Lectures were recorded, content moved into the Vritual Learning Environment etc. Some colleagues found this relatively simple, many did not. It was fascinating watching academics take to twitter describing how it took five hours to record the first lecture and then five hours to record the next seven. The desire to produce broadcast media quality lectures is of course a virtue, but it came at a price given the pressures of time staff were under.
Overcoming digital poverty
I took part in an interesting webinar on Embedding Data Use for Supporting Students with the Irish National Forum for the Enhancement of Teaching and Learning, my Irish colleagues were facing precisely the same problems as the UK. Universities have large quantities of computers available for students to use. I think this masks the issue of digital poverty as lack of personal access to IT. Once students had to return home, this particular form of levelling up is removed. We perhaps take it for granted that a student has acesss to a computer and fast broadband at home. The reality is even when some students did, they were sharing the computer with siblings who needed it to do their school work, or even with parents needing it to work from home.
Tier two became the process of loaning laptops or other IT equipment to students so that they could access course content online.
Helping students to engage with their studies
Do you remember the first few weeks of COVID-19 lockdown? In the UK, the weather was gorgeous, we clapped NHS staff every Thursday evening and colleagues would turn up to morning online meetings all sweaty because they’d just worked out with Joe Wicks. It was disconcerting, but there was also a strange excitement about the weirdness of it all. The media suggested bingewatching everthing on Netflix, learning a new language, mastering yoga; it was an odd time.
Students, I suspect like everyone else, were a bit lost.
This wasn’t helped because universities took different approaches to the end of the academic year. Some required students to complete all outstanding work, others made assessment decisions based on coursework already submitted. Some students discovered that they had been gifted six months off, others that they still had a few months of work to do, learning in a slightly different manner and often feeling very isolated whilst doing so.
Tier three was therefore how institutions sought to (re)engage their students.
Across the sector videos were recorded, emails were sent and phonecalls were made in an effort to explain, to reassure and to motivate students who were struggling to engage. Academics ran tutorials with their students with their own children dashing around in the background asking for biscuits, access to TV or help with their own homework.

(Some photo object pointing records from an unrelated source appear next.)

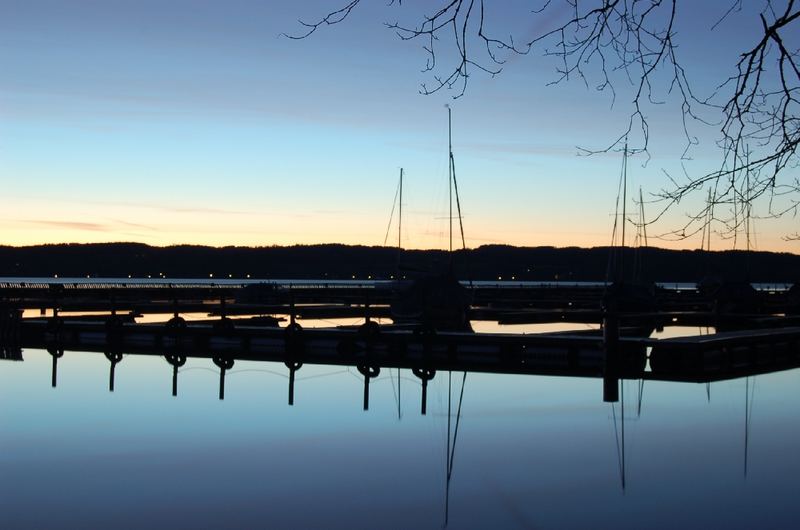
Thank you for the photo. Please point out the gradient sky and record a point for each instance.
(192, 121)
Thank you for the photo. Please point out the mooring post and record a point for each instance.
(55, 353)
(293, 366)
(425, 375)
(176, 361)
(114, 358)
(224, 365)
(369, 372)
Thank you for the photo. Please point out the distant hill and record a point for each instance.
(488, 262)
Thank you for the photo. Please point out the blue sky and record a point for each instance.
(194, 122)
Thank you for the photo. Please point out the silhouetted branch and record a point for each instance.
(606, 42)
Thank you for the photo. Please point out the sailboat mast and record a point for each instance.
(624, 189)
(450, 170)
(400, 214)
(624, 211)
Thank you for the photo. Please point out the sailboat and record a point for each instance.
(437, 301)
(624, 294)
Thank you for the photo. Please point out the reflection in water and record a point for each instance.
(683, 451)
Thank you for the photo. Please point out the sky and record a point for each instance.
(196, 122)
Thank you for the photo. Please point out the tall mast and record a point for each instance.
(450, 171)
(400, 214)
(624, 211)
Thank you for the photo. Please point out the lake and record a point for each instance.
(525, 451)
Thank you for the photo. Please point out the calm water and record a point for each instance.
(531, 452)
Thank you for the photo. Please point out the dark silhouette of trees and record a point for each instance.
(632, 46)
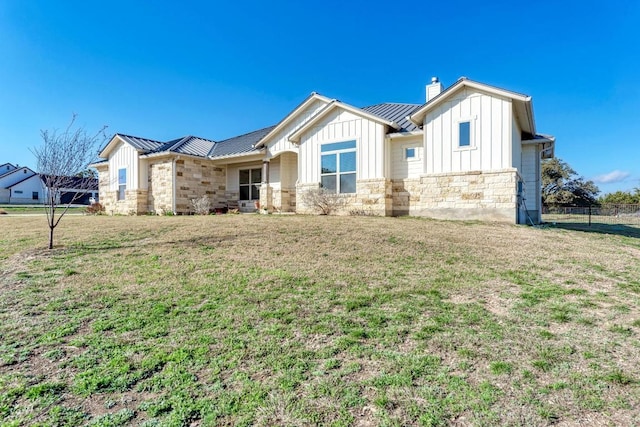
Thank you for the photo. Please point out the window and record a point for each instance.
(410, 153)
(338, 167)
(250, 180)
(122, 183)
(464, 134)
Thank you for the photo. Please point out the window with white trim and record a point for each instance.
(410, 153)
(464, 133)
(250, 180)
(122, 183)
(338, 167)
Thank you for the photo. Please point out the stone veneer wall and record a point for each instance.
(372, 197)
(196, 178)
(107, 197)
(160, 198)
(278, 199)
(462, 195)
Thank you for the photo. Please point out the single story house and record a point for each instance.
(471, 151)
(21, 185)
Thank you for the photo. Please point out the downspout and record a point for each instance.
(173, 186)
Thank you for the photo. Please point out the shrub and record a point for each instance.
(201, 205)
(322, 201)
(94, 209)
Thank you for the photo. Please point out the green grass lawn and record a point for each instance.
(298, 320)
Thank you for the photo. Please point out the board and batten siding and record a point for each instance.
(340, 126)
(279, 142)
(491, 122)
(402, 167)
(530, 173)
(125, 156)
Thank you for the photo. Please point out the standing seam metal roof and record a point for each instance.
(395, 112)
(239, 144)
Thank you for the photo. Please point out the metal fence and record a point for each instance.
(600, 214)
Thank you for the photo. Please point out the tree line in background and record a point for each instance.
(562, 186)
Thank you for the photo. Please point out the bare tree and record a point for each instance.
(62, 160)
(322, 200)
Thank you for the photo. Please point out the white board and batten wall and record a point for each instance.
(124, 156)
(279, 142)
(402, 166)
(340, 126)
(491, 133)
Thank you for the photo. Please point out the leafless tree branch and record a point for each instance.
(61, 160)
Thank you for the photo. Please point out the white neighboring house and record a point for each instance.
(28, 191)
(12, 176)
(471, 151)
(21, 185)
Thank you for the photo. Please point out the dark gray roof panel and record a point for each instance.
(194, 146)
(396, 113)
(142, 144)
(239, 144)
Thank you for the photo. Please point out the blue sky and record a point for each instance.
(162, 70)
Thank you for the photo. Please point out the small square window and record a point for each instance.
(410, 153)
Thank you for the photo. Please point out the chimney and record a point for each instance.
(434, 88)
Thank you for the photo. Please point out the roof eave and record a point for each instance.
(295, 137)
(258, 151)
(284, 122)
(417, 117)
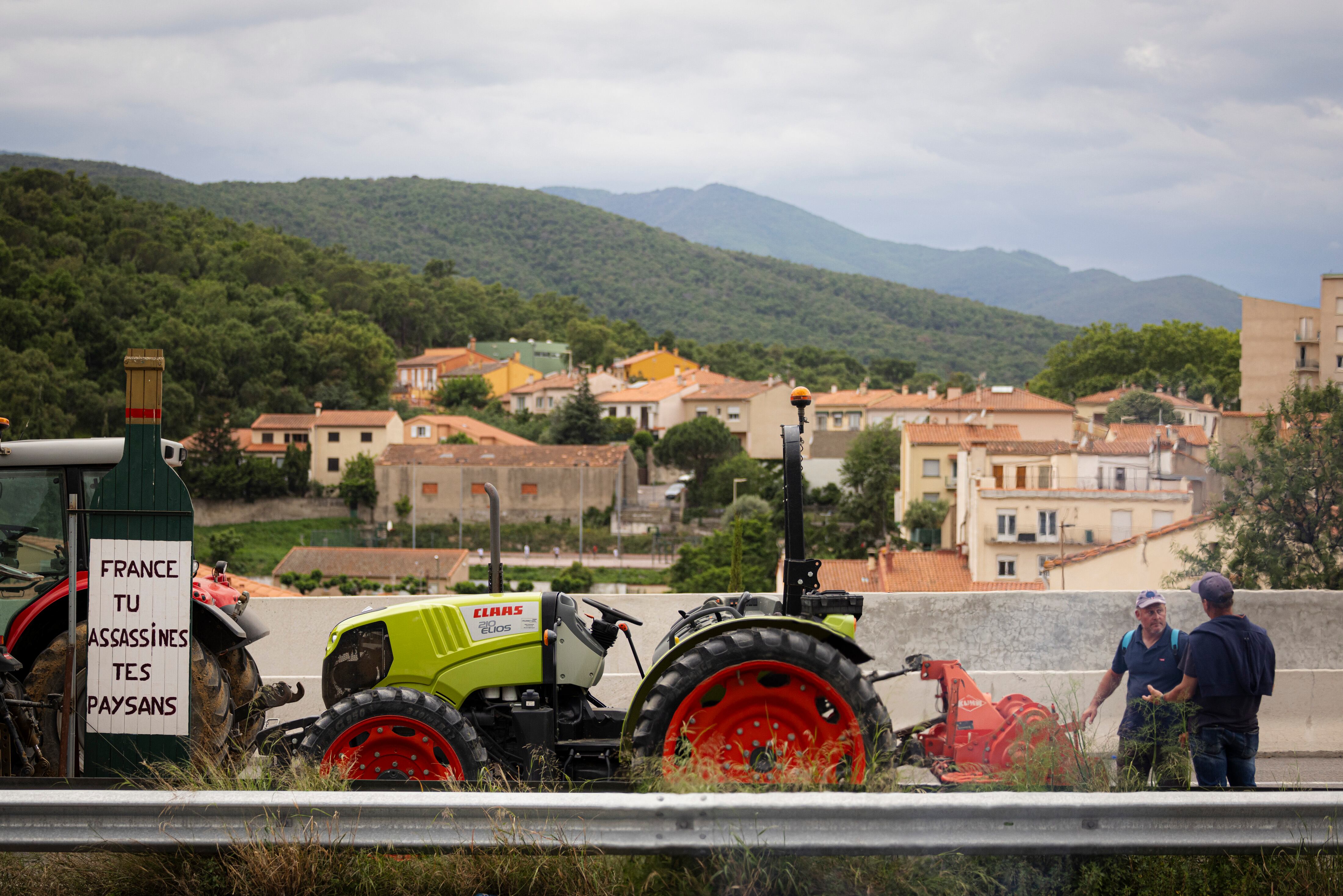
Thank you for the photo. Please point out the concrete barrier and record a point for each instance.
(1051, 645)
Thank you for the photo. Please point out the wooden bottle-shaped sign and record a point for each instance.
(140, 569)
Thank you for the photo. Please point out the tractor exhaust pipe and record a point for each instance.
(496, 573)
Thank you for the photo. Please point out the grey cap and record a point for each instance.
(1213, 588)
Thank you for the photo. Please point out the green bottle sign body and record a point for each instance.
(138, 706)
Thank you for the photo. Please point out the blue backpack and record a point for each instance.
(1129, 640)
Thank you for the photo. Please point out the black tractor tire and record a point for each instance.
(212, 707)
(424, 709)
(244, 684)
(746, 645)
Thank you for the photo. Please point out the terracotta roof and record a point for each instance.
(1190, 433)
(252, 586)
(957, 433)
(1015, 401)
(899, 400)
(285, 421)
(503, 455)
(665, 387)
(476, 370)
(731, 390)
(473, 428)
(355, 418)
(374, 563)
(851, 398)
(1118, 447)
(1021, 447)
(1127, 543)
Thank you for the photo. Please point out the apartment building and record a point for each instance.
(751, 410)
(930, 465)
(552, 390)
(656, 363)
(339, 436)
(1023, 503)
(433, 429)
(1035, 415)
(656, 405)
(1286, 344)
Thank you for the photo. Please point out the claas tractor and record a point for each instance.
(747, 688)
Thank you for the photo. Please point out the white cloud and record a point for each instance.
(1152, 139)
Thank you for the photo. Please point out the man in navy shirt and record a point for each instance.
(1149, 737)
(1228, 668)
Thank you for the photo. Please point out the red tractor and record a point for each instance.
(35, 480)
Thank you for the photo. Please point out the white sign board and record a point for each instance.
(139, 637)
(498, 620)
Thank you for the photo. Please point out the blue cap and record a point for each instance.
(1213, 588)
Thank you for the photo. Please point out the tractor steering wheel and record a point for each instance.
(612, 615)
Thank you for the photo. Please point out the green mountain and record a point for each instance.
(731, 218)
(620, 268)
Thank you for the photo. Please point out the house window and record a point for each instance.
(1048, 523)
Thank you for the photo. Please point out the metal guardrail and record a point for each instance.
(684, 824)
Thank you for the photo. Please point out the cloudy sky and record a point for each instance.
(1152, 139)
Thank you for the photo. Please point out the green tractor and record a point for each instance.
(746, 688)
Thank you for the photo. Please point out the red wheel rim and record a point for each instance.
(765, 722)
(394, 749)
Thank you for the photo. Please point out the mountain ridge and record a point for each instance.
(738, 219)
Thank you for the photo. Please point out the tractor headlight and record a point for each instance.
(362, 659)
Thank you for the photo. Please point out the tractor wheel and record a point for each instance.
(244, 684)
(212, 710)
(395, 734)
(763, 706)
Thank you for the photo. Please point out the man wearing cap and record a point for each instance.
(1228, 668)
(1149, 737)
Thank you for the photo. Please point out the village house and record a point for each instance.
(552, 390)
(432, 429)
(1037, 417)
(447, 483)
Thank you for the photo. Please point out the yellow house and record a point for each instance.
(929, 465)
(503, 377)
(655, 365)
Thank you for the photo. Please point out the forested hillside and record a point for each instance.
(250, 320)
(622, 269)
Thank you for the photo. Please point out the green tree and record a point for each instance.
(871, 473)
(579, 420)
(1204, 359)
(697, 447)
(462, 391)
(1279, 523)
(1142, 408)
(358, 485)
(708, 568)
(297, 465)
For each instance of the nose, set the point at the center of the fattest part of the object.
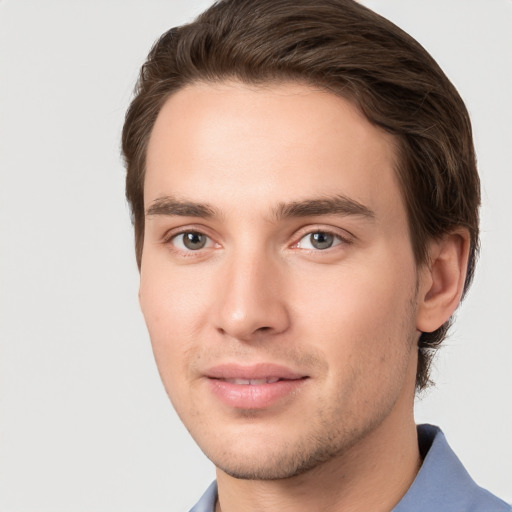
(251, 302)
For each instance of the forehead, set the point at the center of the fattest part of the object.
(267, 144)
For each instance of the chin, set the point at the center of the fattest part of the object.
(273, 461)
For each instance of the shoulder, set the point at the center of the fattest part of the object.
(443, 484)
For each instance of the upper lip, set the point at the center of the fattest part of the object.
(253, 372)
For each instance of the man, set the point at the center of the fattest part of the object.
(305, 201)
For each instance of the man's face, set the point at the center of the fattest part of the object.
(278, 281)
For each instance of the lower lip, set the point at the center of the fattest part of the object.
(258, 396)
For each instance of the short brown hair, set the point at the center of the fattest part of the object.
(343, 47)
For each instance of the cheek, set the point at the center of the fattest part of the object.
(172, 309)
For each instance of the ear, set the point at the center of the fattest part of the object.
(442, 280)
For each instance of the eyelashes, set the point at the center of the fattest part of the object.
(190, 242)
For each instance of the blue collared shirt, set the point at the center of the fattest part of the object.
(441, 485)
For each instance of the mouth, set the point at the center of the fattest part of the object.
(254, 387)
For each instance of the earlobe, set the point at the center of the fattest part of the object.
(442, 280)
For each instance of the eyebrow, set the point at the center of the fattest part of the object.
(171, 206)
(336, 205)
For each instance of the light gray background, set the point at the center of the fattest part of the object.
(84, 422)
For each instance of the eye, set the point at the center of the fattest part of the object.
(319, 240)
(191, 241)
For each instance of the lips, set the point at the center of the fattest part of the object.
(254, 387)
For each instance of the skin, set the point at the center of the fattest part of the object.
(224, 164)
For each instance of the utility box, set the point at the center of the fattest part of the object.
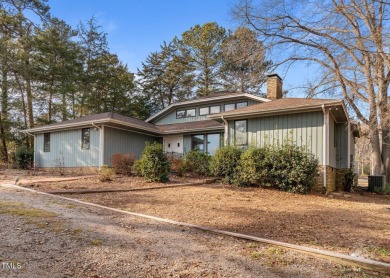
(376, 183)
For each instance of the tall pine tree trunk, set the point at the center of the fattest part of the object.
(4, 111)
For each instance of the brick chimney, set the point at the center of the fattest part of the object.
(274, 87)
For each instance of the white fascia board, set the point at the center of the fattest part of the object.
(195, 101)
(83, 124)
(192, 130)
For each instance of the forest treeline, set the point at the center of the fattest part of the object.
(51, 72)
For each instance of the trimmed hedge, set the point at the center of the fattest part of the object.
(196, 162)
(224, 163)
(122, 163)
(153, 165)
(287, 167)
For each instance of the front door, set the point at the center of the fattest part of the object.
(173, 144)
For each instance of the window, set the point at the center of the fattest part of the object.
(240, 133)
(198, 142)
(185, 113)
(204, 111)
(190, 113)
(213, 143)
(180, 114)
(85, 138)
(215, 109)
(241, 104)
(46, 142)
(206, 142)
(229, 107)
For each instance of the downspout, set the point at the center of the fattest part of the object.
(226, 131)
(324, 131)
(101, 143)
(33, 135)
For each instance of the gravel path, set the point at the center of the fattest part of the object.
(45, 236)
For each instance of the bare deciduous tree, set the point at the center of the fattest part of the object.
(349, 40)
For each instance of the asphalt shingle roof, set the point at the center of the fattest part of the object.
(281, 104)
(104, 116)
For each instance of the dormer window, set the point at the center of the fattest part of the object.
(190, 113)
(185, 113)
(241, 104)
(180, 114)
(215, 109)
(229, 107)
(204, 111)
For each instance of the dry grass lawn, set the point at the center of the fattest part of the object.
(357, 223)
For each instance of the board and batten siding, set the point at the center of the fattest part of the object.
(66, 145)
(170, 118)
(305, 129)
(123, 141)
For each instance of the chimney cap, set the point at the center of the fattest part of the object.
(274, 74)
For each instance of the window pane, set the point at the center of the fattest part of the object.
(213, 143)
(215, 109)
(203, 111)
(85, 138)
(242, 104)
(191, 113)
(46, 142)
(198, 142)
(180, 114)
(240, 132)
(229, 107)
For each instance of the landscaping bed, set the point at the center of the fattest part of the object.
(118, 183)
(353, 223)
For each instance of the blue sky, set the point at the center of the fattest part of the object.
(136, 28)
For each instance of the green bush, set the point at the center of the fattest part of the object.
(136, 169)
(196, 162)
(287, 167)
(224, 163)
(252, 168)
(24, 158)
(106, 173)
(122, 163)
(154, 164)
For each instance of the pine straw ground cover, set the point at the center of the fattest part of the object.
(118, 182)
(353, 223)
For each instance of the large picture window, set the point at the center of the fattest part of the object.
(85, 138)
(198, 142)
(240, 133)
(46, 142)
(206, 142)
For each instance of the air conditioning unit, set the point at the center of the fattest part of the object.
(376, 183)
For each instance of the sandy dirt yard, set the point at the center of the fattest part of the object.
(43, 236)
(353, 223)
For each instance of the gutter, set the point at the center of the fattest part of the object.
(101, 143)
(226, 126)
(324, 131)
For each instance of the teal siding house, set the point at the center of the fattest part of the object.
(322, 126)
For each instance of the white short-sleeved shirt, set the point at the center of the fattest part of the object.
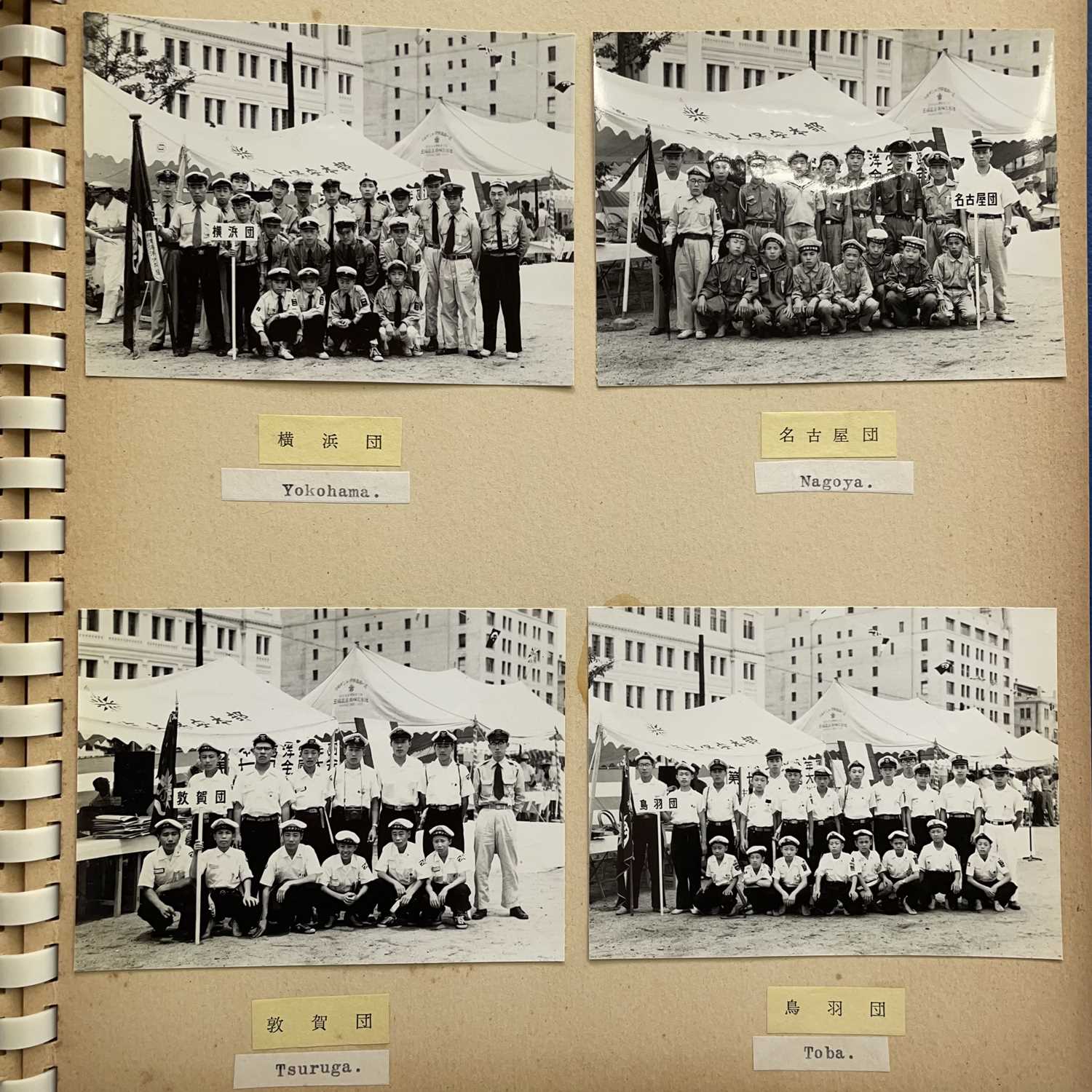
(282, 867)
(723, 871)
(839, 869)
(923, 803)
(399, 786)
(684, 806)
(339, 876)
(443, 871)
(720, 803)
(793, 806)
(447, 786)
(224, 869)
(890, 799)
(826, 806)
(650, 796)
(791, 874)
(261, 794)
(866, 866)
(858, 803)
(355, 788)
(159, 867)
(960, 799)
(898, 867)
(938, 860)
(402, 866)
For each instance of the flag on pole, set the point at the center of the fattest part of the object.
(142, 244)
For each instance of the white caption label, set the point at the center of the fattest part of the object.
(834, 475)
(316, 487)
(863, 1054)
(325, 1068)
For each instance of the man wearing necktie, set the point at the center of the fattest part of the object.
(430, 211)
(498, 795)
(165, 293)
(460, 250)
(505, 240)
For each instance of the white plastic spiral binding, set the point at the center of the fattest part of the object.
(32, 596)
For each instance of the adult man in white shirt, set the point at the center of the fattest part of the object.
(987, 194)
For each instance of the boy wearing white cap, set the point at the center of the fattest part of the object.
(288, 882)
(164, 888)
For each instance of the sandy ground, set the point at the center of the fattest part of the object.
(126, 943)
(546, 360)
(1031, 933)
(1032, 347)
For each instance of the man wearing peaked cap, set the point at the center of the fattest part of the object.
(498, 795)
(448, 788)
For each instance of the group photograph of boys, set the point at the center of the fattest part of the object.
(381, 840)
(820, 827)
(416, 226)
(836, 207)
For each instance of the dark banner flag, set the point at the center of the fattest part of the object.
(142, 245)
(625, 860)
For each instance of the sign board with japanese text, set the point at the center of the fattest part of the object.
(836, 1010)
(345, 1020)
(305, 440)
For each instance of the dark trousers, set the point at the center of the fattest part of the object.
(181, 899)
(387, 814)
(499, 285)
(446, 816)
(686, 858)
(1002, 895)
(199, 280)
(646, 852)
(261, 839)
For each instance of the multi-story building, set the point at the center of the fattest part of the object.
(130, 644)
(495, 644)
(242, 69)
(864, 65)
(1034, 710)
(505, 76)
(655, 657)
(950, 657)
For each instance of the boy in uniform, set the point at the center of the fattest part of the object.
(275, 318)
(312, 301)
(854, 299)
(685, 805)
(941, 869)
(400, 312)
(722, 889)
(695, 229)
(814, 290)
(954, 271)
(165, 888)
(773, 310)
(911, 288)
(727, 294)
(791, 878)
(288, 882)
(353, 325)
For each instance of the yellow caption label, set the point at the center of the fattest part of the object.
(851, 434)
(303, 440)
(836, 1010)
(355, 1020)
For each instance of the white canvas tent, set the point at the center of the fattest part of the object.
(447, 139)
(221, 700)
(801, 111)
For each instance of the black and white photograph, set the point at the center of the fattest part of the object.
(273, 788)
(823, 781)
(858, 205)
(314, 201)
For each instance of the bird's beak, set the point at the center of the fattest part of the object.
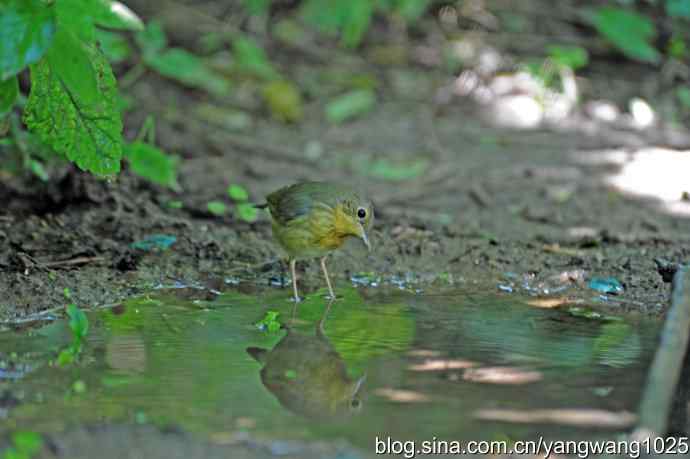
(363, 236)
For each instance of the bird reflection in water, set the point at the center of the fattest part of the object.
(308, 376)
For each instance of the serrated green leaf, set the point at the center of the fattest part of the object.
(116, 15)
(237, 192)
(26, 32)
(250, 58)
(114, 45)
(152, 39)
(8, 94)
(216, 208)
(247, 212)
(153, 164)
(630, 32)
(350, 105)
(189, 69)
(91, 136)
(71, 63)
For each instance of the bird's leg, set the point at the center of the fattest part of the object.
(328, 281)
(294, 279)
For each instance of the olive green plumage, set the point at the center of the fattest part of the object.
(311, 219)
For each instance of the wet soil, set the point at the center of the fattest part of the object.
(497, 208)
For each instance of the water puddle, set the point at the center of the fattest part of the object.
(404, 366)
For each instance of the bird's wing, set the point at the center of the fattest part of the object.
(298, 200)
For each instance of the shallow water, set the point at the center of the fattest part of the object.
(410, 367)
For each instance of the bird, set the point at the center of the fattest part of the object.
(308, 376)
(312, 219)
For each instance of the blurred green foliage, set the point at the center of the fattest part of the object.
(79, 326)
(152, 163)
(244, 210)
(25, 445)
(350, 105)
(73, 108)
(631, 32)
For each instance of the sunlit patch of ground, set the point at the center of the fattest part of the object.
(658, 173)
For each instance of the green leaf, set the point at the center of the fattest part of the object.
(257, 7)
(153, 164)
(187, 68)
(412, 10)
(217, 208)
(250, 58)
(114, 45)
(78, 322)
(678, 8)
(237, 193)
(630, 32)
(350, 105)
(66, 357)
(36, 168)
(26, 32)
(270, 322)
(71, 62)
(91, 136)
(356, 22)
(27, 443)
(350, 18)
(284, 100)
(152, 39)
(573, 57)
(9, 89)
(247, 212)
(116, 15)
(387, 170)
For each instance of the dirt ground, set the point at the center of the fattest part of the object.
(518, 211)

I like to think that the humanising aspect helped overcome some of the worst aspects of the isolation and confusion of the first few months of COVID.
I’m not being critical of the sector, this has been an enormously difficult time.
I believe that there’s a logic to this order.
- You can’t teach if you don’t have course content available
- You can’t teach if students can’t access the course content
I still think it’s interesting that really worrying about students’ motivation came later. There were, of course honourable, exceptions, particularly amongst personal tutors and student support services. Furthermore, it’s very understandable. Colleagues were worried about their own health, the health of people they loved, were working how to teach using new media, look after the kids, set up a home office, order loo roll etc. But students did struggle to engage, some couldn’t work out the rules, some couldn’t motivate themselves. Maybe it was only a minority, but some students really did need help at the start (and indeed throughout) the pandemic.
I’ll return to tier three in a future article about how we used learning analytics to run a COVID-19 call campaign for our students in summer 2020.
(Of course at the end of writing this, I’ve been wondering where the word ‘tier’ comes in. Yes my city, Nottingham, is about to move back into a form of lockdown the so-called tier 3).